ENEM 2017 - Desafios para a formação educacional de surdos no Brasil
Enviada em 18/11/2020
A Constituição Federal garante que todo cidadão brasileiro, principalmente os portadores de deficiência, tenha direito à educação. Em relação aos deficientes auditivos, foi sancionada em 2002 a Lei nº 10.436, que reconhece a Língua Brasileira de Sinais (LIBRAS) como a segunda língua oficial do país, o que auxilia na educação e formação dessas pessoas. Porém, apesar de todos os avanços obtidos, os surdos ainda enfrentam desafios para que tenham acessos à todos os seus direitos.

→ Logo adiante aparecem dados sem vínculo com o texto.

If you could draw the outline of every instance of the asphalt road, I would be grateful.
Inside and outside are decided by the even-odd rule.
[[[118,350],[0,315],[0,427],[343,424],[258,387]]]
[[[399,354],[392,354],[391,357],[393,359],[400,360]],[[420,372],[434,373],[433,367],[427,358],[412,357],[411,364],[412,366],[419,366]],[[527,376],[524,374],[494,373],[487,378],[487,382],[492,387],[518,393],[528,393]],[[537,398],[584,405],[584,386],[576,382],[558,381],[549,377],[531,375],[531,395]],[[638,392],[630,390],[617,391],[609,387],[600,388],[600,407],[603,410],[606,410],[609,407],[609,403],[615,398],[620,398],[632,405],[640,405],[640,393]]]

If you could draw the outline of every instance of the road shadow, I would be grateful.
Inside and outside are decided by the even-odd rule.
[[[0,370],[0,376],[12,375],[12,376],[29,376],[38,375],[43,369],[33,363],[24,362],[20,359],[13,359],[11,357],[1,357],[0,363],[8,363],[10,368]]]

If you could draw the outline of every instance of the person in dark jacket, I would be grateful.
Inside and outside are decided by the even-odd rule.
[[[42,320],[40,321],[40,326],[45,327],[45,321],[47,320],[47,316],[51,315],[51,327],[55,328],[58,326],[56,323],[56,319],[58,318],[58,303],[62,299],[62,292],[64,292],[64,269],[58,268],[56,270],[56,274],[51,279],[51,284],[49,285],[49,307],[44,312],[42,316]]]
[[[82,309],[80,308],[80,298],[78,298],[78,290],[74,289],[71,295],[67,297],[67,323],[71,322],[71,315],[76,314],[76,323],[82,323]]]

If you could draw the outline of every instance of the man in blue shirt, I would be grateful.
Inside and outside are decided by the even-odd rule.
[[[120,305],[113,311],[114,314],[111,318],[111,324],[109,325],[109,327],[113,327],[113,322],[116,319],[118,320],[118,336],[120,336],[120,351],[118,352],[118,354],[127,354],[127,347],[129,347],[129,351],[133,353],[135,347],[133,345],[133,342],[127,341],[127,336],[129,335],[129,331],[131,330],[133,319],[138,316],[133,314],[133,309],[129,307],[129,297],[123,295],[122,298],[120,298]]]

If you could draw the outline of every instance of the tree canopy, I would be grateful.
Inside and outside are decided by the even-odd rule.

Em primeiro lugar, deve-se destacar que a ineficiência do Estado é uma barreira imensa para que os surdos recebam educação. Para o sociólogo Zygmmunt Bauman, em seu livro “Liquid Modernity”, as instituições modernas perdem suas funções, mas mantêm suas características de “instituições zumbis”. Diante dessa ideia, o Brasil é denominado uma dessas instituições por não investir em equipamentos acessíveis que auxiliem a aprendizagem dos deficientes nas escolas, sendo assim o país não pode assegurar a população porque deixa de exercer suas funções e não garante educação de qualidade para surdos, o que faz com que menos deficientes usufruam de seus direitos.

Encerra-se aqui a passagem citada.